Quelques jours plus tard, l’armée envahit Merîwan le 21 août et exécute 22 habitants. Khomeini a émis une fatwa contre les Kurdes et a entamé une campagne de trois semaines pour éliminer les bastions kurdes, principalement Seqiz et Mahabad et ses environs. Le 20 août 1979, l’armée iranienne a commencé le siège de Mahabad. Le 30 août, il a été signalé qu’ils avaient réussi à encercler complètement la ville et trois jours de négociations ont commencé.

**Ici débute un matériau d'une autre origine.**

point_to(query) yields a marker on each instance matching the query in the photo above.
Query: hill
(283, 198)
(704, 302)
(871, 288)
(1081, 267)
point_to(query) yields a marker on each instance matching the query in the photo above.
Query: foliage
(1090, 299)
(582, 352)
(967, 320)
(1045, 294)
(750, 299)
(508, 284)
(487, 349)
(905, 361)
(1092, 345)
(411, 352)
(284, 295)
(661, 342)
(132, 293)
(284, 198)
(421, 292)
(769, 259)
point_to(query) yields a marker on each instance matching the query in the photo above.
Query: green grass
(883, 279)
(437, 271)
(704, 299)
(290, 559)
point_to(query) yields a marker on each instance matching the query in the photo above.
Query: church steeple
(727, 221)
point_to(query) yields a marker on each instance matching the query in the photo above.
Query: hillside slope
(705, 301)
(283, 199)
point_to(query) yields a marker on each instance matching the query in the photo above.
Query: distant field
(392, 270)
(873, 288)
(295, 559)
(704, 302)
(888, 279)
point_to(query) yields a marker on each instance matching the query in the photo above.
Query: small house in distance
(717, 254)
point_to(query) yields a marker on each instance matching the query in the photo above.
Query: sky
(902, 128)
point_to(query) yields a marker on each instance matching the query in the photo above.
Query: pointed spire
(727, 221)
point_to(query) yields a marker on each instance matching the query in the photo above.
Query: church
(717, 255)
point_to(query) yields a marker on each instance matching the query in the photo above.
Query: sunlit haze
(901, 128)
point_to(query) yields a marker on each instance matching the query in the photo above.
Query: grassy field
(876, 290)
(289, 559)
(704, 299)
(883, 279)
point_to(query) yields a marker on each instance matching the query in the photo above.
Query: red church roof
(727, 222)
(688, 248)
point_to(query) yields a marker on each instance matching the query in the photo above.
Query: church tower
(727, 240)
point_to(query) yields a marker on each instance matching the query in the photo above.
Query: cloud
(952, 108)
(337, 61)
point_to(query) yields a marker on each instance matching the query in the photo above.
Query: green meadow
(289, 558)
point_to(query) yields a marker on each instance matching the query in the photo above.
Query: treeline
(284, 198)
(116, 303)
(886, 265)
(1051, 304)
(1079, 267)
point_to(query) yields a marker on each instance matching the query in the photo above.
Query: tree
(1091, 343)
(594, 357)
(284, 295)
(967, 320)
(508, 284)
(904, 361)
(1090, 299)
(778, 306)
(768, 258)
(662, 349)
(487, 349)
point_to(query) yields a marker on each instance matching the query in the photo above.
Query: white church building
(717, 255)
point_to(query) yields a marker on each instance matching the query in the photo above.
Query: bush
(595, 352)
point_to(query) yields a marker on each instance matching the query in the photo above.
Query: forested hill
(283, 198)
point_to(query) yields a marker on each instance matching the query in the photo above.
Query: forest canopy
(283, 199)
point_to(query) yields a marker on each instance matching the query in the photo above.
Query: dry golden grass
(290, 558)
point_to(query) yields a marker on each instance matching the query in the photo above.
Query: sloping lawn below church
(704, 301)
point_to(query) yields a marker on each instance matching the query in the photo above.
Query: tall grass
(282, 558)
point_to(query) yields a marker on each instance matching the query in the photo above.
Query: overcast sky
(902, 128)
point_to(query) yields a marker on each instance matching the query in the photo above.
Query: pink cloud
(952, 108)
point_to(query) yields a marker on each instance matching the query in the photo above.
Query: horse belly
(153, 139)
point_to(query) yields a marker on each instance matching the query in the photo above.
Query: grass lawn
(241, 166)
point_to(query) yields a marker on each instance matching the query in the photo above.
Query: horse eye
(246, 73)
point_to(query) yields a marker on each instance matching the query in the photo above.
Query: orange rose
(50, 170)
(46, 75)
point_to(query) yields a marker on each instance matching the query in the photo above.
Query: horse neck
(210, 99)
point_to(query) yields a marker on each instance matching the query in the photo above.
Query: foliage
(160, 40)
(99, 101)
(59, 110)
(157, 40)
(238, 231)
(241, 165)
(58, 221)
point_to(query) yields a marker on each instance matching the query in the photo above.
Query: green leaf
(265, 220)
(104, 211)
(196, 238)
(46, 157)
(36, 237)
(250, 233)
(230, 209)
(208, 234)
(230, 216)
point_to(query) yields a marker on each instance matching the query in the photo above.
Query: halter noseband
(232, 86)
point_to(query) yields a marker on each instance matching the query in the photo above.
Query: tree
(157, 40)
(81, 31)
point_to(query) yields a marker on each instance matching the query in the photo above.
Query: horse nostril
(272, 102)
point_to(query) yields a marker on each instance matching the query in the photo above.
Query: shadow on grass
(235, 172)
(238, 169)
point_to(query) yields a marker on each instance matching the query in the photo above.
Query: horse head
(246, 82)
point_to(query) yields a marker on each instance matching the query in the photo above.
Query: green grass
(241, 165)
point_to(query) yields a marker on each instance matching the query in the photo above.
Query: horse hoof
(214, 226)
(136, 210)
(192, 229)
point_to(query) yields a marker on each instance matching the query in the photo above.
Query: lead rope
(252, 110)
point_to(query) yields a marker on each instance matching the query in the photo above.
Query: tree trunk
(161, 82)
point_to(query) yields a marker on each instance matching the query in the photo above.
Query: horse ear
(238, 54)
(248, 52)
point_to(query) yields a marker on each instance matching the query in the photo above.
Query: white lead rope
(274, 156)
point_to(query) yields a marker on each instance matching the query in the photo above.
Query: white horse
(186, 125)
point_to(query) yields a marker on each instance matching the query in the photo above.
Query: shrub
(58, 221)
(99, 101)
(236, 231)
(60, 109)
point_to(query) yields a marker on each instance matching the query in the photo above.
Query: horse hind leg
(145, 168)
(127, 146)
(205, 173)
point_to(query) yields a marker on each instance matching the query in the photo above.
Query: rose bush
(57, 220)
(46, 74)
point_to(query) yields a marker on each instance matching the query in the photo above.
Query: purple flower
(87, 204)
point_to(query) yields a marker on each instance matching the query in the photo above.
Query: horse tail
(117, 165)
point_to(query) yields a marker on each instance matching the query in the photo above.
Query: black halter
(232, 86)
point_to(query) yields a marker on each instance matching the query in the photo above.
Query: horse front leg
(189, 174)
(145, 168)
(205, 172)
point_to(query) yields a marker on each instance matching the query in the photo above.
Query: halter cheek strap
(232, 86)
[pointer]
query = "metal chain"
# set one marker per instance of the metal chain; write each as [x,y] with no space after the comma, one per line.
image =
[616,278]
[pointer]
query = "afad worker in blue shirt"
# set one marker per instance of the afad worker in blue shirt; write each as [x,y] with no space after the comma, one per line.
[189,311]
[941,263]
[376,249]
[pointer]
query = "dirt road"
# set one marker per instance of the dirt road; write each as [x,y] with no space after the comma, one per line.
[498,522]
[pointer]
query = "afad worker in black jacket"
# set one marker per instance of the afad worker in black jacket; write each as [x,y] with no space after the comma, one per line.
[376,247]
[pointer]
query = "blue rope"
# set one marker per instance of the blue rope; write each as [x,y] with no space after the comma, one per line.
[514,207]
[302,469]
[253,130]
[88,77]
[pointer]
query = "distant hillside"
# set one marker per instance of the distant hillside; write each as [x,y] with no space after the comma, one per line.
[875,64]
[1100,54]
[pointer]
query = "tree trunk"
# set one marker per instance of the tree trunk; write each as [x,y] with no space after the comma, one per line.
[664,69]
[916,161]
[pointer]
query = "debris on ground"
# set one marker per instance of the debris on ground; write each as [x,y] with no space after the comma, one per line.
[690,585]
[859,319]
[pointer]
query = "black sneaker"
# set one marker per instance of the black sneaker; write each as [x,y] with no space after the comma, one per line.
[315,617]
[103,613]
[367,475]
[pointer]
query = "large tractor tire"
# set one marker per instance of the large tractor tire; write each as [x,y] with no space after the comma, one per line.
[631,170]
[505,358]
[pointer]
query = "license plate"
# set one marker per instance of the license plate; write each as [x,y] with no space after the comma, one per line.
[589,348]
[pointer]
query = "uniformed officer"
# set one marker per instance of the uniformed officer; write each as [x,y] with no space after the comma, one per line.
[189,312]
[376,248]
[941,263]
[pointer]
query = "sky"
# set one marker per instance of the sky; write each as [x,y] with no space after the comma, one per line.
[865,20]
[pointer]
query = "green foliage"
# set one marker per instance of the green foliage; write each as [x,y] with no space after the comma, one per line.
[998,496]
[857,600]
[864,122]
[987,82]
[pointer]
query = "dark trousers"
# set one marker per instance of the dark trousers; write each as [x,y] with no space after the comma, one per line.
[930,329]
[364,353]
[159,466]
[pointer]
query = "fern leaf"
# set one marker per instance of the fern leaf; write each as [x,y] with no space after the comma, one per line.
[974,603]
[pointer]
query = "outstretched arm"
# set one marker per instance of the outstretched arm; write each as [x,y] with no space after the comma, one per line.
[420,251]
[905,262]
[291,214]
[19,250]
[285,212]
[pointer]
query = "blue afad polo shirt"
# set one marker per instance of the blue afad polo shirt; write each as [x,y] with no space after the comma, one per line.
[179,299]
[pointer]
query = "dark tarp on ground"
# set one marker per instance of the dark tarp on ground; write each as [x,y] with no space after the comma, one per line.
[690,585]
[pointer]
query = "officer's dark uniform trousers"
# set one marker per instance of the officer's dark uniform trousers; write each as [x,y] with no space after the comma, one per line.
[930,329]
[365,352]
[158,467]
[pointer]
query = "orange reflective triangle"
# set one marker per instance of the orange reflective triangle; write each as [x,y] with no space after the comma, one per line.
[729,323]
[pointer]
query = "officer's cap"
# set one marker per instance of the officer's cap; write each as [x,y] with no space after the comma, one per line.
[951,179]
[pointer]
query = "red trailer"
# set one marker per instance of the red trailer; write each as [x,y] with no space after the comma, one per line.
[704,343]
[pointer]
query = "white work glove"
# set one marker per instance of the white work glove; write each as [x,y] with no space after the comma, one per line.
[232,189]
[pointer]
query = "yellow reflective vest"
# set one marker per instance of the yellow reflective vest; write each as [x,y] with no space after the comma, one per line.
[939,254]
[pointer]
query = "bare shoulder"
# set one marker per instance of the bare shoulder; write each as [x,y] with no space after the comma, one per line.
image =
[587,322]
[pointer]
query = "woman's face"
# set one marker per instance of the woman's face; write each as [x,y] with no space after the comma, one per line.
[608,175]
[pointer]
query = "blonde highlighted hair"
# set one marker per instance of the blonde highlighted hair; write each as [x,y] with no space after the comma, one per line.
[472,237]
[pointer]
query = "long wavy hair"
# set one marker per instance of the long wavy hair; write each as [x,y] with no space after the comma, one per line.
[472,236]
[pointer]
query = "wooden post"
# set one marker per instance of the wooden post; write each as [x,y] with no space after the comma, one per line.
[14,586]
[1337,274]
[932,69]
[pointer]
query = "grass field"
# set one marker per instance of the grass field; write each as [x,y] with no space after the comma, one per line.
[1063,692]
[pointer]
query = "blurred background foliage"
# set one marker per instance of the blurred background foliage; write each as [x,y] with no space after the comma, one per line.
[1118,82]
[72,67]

Après l’échec de celles-ci, les forces iraniennes ont envahi la ville le 3 septembre.
 
Soutenues par des avions de chasse F4, plus de 100 chars et une puissance d’artillerie, elles ont réussi à prendre le contrôle de la ville après seulement quelques heures de combat. Par la suite, les forces iraniennes ont continué à marcher sur la ville plus petite de Bane. Plus de 500 personnes ont été tuées pendant le siège. Le ressentiment à l’égard de Khomeini est désormais profond ; les Kurdes le considèrent comme « pire que le Shah », et il est considéré comme personnellement responsable de d’effusion de « sang et de larmes » lors des fêtes de Newroz et de Fitr.
 
Les Kurdes de Kirmaşan, qui avaient été relativement passifs pendant le soulèvement, éprouvaient désormais du ressentiment envers le traitement brutal que le gouvernement réservait à leurs compatriotes plus au nord.
 
Les défenseurs kurdes ont été dépassés par la puissance de l’offensive iranienne ; ils ont utilisé de l’artillerie lourde, des chars et une couverture aérienne, mais ont réussi à résister efficacement. Une grande partie de la population civile a battu en retraite et s’est enfuie dans les montagnes. Les groupes kurdes ont repris leur offensive six semaines plus tard, retournant à Mahabad et combattant efficacement l’armée avec des cocktails Molotov et des RPG. Fin novembre, ils ont également repris le contrôle de Sine, Seqiz et d’autres zones kurdes.
 
Au printemps 1980, après des mois de résistance, les forces gouvernementales sous le commandement d’Abulhassan Banisadr ont brutalement conquis la plupart des villes kurdes grâce à une vaste campagne militaire, en envoyant des divisions militaires dans les villes kurdes, causant de nombreuses pertes. Les Gardiens de la révolution islamique ont pris le contrôle des régions kurdes, le Kurdistan iranien devenant le champ de bataille de la guerre Iran-Irak.
 
Plus de 10 000 Kurdes ont été tués au cours de cette campagne d’extermination, suivi d’exécutions sommaires et de la destruction de nombreux villages kurdes. Des milliers de Kurdes ont été déplacés, se sont exilés ou se sont retrouvés dans des camps de réfugiés. Cela fait partie de l’histoire [tragique] du Rojhilat.
 
 
*Ellameh Ahmad Moftizadeh a joué un rôle de premier plan dans la négociation des libertés démocratiques pour le peuple kurde en Iran pendant la Révolution islamique du pays. Il a dirigé l’une des trois principales factions kurdes pendant la révolution islamique qui exigeaient des droits accrus pour les Kurdes dans le nouveau gouvernement. Ses négociations ont finalement échoué et les nouvelles autorités révolutionnaires de la République islamique d’Iran ont ordonné l’arrestation de Moftizadeh et de plusieurs de ses partisans. Moftizadeh est mort peu de temps après sa libération de prison le 9 février 1993 en raison de la torture et du mauvais traitement sévères par les autorités.